What additional question(s) would you like to ask your fellow panelists for discussion (please be sure to phrase your response in the form of a question)?

1. How strong Is the evidence that upon metabolic saturation that the parent compound is producing the cytotoxicity?  

which molecular mechanism do you consider explaining the cytotoxicity of 1,4-D? 

do you think that TRPV1 activation with opening of a calcium-channel may represent a possible mechanism?

what's your view when cytotoxicity in the nasal mucosa is 'explained' mechanistically as 'irritation'?

is the statement 'no indication for cytotoxicity' made in USEPA documents at certain occasions misleading?

It  might be helpful to have the panel consider the relative priority of additional studies to increase confidence in the hypothesized mode of action - i.e., what, if any, constitute highest priorities for follow up work?.  

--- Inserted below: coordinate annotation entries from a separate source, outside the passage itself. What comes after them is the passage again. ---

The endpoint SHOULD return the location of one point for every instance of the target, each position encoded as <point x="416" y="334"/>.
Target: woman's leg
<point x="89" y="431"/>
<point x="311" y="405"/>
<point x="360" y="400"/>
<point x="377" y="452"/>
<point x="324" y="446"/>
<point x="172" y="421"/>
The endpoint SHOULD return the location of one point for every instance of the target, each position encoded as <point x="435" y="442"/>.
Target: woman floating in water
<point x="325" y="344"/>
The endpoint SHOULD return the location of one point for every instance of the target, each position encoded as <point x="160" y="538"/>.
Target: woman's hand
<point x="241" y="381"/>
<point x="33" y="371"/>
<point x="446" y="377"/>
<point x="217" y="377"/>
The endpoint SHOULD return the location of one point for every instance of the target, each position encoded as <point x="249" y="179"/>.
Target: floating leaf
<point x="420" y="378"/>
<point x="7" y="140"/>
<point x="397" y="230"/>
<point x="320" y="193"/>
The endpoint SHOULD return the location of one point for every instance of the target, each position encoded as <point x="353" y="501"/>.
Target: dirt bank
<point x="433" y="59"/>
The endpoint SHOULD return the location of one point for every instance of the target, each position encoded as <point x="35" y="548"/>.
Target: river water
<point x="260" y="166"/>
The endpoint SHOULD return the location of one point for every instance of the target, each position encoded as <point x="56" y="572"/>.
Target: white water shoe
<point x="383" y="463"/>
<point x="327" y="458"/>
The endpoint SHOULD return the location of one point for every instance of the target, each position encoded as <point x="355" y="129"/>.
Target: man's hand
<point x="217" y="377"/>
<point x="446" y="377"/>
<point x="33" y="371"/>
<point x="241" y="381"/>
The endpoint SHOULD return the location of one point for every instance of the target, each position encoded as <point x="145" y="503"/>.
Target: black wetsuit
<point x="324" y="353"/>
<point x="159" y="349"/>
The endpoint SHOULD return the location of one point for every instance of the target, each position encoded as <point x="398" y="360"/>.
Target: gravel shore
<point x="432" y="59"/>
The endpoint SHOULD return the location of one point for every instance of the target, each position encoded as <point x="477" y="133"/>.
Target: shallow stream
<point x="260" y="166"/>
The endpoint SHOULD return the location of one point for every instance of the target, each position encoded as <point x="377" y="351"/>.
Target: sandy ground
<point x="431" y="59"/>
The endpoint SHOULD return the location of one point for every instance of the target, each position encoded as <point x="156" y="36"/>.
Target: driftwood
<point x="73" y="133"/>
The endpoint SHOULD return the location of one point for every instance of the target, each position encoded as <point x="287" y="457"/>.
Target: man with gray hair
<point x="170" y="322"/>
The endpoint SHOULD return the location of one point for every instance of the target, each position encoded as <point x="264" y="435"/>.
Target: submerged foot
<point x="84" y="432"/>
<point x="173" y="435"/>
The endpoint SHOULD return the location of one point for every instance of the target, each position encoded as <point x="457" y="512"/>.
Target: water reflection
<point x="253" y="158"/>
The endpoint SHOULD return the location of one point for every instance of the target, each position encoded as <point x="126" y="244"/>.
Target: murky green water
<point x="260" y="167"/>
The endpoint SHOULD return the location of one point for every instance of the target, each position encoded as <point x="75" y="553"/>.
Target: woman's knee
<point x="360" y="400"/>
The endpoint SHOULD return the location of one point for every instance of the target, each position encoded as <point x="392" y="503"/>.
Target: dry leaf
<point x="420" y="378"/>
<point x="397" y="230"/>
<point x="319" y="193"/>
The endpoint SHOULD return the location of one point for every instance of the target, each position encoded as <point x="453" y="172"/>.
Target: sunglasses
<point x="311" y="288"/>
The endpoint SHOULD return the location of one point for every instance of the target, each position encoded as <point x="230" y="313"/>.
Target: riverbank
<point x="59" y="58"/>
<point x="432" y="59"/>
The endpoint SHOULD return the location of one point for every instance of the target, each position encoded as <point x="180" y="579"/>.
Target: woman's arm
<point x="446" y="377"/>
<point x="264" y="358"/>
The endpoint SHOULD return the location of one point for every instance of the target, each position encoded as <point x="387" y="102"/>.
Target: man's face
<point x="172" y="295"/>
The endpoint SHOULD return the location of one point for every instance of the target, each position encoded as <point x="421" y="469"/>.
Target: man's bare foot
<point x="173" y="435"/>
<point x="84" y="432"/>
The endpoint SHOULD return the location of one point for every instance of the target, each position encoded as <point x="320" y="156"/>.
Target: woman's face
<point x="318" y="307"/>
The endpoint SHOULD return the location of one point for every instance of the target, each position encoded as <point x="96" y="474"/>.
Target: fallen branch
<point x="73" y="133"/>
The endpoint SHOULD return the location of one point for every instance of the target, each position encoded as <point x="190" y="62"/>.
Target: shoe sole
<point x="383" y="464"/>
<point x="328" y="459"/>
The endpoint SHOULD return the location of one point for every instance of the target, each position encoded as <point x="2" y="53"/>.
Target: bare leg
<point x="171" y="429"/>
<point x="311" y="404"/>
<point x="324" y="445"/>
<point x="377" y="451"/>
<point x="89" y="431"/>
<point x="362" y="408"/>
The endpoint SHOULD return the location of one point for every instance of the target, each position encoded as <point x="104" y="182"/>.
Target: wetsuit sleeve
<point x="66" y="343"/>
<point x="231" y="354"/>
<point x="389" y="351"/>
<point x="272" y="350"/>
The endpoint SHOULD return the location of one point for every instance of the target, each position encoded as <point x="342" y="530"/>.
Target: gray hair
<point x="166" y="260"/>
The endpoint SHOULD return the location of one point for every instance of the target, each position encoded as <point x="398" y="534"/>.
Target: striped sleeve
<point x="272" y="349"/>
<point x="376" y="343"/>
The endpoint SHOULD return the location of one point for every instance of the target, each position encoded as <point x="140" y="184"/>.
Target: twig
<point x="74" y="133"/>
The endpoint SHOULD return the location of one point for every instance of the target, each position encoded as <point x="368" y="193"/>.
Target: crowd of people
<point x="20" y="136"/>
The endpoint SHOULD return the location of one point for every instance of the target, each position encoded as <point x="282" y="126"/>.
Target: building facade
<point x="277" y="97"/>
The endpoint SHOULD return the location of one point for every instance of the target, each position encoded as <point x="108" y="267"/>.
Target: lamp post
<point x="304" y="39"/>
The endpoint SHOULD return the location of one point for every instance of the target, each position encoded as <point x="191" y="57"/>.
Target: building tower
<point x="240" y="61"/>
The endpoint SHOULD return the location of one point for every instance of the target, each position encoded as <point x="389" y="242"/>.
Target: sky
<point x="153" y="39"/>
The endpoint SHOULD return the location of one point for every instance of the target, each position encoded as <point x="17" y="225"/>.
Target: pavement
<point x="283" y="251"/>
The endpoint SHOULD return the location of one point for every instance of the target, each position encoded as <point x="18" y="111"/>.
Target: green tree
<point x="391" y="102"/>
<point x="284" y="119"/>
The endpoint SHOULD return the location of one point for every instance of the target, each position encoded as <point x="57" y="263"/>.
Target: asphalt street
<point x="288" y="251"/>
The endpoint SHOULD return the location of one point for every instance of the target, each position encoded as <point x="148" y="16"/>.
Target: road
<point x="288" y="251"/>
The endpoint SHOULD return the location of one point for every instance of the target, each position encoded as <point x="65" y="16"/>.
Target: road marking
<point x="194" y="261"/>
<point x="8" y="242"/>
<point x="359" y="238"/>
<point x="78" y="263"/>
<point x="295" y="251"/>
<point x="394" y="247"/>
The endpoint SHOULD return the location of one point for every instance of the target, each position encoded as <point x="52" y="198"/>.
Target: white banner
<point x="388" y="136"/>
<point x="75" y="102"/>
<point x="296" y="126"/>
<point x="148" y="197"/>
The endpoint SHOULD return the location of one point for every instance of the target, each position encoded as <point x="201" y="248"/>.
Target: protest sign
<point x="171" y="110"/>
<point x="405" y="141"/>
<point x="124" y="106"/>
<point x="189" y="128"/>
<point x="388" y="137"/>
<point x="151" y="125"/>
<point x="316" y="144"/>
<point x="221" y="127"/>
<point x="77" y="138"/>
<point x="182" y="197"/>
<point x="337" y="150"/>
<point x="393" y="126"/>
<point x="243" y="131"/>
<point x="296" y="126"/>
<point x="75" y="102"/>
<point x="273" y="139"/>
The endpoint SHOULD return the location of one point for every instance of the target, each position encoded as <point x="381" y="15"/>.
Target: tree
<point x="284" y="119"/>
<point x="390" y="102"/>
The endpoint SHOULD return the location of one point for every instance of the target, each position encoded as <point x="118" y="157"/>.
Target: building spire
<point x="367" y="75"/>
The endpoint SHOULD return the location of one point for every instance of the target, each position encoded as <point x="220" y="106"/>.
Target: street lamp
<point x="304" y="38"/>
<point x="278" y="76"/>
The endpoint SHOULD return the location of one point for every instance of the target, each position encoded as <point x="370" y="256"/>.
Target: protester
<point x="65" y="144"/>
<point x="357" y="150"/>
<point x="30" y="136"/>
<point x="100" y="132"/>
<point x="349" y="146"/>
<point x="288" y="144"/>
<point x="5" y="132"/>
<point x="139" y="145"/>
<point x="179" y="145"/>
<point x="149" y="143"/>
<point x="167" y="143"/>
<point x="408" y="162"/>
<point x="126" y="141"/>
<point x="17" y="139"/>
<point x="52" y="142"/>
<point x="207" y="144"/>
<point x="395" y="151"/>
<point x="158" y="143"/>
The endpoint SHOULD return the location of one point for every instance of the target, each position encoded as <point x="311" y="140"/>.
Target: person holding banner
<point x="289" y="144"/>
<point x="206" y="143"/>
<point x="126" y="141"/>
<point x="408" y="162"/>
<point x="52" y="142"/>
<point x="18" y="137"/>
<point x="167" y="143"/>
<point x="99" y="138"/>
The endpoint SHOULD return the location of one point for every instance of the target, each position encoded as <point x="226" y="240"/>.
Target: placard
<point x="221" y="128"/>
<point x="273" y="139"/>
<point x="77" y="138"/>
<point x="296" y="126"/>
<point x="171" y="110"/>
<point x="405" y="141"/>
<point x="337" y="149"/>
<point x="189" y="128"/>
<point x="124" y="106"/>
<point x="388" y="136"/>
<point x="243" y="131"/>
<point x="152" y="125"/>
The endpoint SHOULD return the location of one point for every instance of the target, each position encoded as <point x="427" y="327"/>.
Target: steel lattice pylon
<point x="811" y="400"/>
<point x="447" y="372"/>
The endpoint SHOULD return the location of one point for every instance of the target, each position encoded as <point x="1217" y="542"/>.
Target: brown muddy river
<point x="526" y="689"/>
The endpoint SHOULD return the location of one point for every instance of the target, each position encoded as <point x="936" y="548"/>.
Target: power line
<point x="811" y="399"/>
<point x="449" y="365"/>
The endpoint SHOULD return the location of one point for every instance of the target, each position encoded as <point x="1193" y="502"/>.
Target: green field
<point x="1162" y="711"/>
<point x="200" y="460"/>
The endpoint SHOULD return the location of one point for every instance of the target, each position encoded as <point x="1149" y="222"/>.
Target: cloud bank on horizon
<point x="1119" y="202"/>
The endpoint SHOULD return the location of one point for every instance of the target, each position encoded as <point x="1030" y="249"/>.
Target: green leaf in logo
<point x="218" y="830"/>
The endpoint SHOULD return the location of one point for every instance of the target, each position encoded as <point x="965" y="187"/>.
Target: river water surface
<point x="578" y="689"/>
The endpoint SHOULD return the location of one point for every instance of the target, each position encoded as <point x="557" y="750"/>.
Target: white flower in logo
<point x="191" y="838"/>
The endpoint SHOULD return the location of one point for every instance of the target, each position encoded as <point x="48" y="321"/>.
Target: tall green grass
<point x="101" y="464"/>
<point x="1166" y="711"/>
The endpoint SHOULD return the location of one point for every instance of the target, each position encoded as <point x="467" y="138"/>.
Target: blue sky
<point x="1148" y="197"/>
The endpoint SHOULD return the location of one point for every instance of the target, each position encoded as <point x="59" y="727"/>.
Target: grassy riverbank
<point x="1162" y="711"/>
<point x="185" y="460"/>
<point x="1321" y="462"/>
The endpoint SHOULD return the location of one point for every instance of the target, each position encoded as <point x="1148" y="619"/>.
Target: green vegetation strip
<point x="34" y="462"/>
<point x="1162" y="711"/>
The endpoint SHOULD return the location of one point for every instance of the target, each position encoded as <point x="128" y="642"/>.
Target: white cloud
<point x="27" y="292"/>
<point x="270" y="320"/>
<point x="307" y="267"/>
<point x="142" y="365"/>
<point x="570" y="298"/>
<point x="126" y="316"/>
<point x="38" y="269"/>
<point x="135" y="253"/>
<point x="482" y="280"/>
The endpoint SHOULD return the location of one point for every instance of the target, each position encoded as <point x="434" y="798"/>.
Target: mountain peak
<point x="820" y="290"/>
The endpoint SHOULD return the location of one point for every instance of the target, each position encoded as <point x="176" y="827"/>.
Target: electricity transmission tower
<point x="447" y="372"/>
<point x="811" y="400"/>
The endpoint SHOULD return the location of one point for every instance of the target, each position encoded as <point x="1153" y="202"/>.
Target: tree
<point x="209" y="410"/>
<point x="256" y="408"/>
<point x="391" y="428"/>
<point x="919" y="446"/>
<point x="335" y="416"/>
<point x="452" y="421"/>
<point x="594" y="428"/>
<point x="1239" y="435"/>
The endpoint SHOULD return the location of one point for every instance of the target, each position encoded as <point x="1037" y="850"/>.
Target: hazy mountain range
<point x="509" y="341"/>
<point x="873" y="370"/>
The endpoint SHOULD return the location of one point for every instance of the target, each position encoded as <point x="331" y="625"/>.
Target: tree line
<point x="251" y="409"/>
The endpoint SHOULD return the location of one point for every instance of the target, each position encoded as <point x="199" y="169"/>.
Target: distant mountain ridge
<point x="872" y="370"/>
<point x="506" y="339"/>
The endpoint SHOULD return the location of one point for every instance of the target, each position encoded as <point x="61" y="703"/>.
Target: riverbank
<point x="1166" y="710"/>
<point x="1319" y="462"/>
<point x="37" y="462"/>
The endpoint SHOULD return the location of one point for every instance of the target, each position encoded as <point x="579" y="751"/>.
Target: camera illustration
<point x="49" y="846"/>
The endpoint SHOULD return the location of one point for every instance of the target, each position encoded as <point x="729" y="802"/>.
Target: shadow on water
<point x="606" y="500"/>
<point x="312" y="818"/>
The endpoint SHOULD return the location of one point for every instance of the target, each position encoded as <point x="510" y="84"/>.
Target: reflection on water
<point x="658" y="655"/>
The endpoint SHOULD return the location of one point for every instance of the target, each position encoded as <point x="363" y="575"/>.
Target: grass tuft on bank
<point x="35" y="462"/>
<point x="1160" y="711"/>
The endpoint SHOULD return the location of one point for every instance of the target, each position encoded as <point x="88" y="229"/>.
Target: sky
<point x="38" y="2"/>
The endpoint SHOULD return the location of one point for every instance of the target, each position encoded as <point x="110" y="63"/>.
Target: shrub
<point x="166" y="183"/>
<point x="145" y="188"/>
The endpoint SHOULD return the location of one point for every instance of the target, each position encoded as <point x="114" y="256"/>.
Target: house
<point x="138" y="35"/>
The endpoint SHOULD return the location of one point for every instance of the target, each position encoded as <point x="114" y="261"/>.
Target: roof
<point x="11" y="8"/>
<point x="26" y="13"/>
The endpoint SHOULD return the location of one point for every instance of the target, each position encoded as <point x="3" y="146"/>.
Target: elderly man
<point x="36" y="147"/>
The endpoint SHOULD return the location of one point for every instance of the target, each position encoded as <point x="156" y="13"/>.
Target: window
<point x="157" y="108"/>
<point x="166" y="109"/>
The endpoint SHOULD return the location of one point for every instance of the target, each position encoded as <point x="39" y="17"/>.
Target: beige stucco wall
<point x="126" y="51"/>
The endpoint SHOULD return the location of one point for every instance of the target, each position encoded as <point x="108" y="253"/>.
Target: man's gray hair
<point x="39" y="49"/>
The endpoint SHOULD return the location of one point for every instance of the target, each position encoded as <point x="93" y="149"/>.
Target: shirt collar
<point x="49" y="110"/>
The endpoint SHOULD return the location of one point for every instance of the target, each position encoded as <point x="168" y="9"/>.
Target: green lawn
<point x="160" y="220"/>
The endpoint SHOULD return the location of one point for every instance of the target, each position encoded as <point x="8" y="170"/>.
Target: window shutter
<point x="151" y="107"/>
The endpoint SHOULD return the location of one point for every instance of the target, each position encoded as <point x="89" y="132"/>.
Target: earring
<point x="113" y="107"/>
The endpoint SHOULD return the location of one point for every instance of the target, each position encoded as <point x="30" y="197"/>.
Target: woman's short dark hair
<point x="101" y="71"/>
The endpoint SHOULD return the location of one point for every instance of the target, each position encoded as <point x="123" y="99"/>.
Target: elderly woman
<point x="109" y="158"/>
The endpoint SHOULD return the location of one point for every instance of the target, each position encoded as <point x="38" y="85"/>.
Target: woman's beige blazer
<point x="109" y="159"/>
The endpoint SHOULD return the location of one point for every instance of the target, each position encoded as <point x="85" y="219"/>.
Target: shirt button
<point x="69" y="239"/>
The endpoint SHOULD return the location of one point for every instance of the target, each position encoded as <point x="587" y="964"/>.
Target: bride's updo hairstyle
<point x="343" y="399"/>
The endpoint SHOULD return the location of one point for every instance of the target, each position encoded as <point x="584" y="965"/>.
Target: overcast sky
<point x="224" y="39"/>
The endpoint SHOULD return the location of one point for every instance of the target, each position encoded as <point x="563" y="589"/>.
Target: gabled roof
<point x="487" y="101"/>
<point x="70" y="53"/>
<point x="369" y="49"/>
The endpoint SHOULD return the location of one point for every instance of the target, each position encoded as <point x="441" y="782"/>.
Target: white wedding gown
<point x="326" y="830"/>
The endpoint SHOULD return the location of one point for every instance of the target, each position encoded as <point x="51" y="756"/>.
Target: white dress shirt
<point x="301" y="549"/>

1. What do you believe will be appropriate means to elucidate the contribution of ongoing other liver injuries to the oncogeneic consequences of 1,4 DX?
2. How might spatiotemporal methods help provide correlations in the transcriptomic perturbations and effector phosphoproteins in tissues at various time points?
3. Would single-cell analyses over a time course proffer avenues for helping dissect the landscape of genetic and epigenetic consequences? 

Would it be useful for further refinements in PBPK model(s) for improving confidence of likely human doses that as which DX metabolic saturation occurs (can this be even done given induction response)?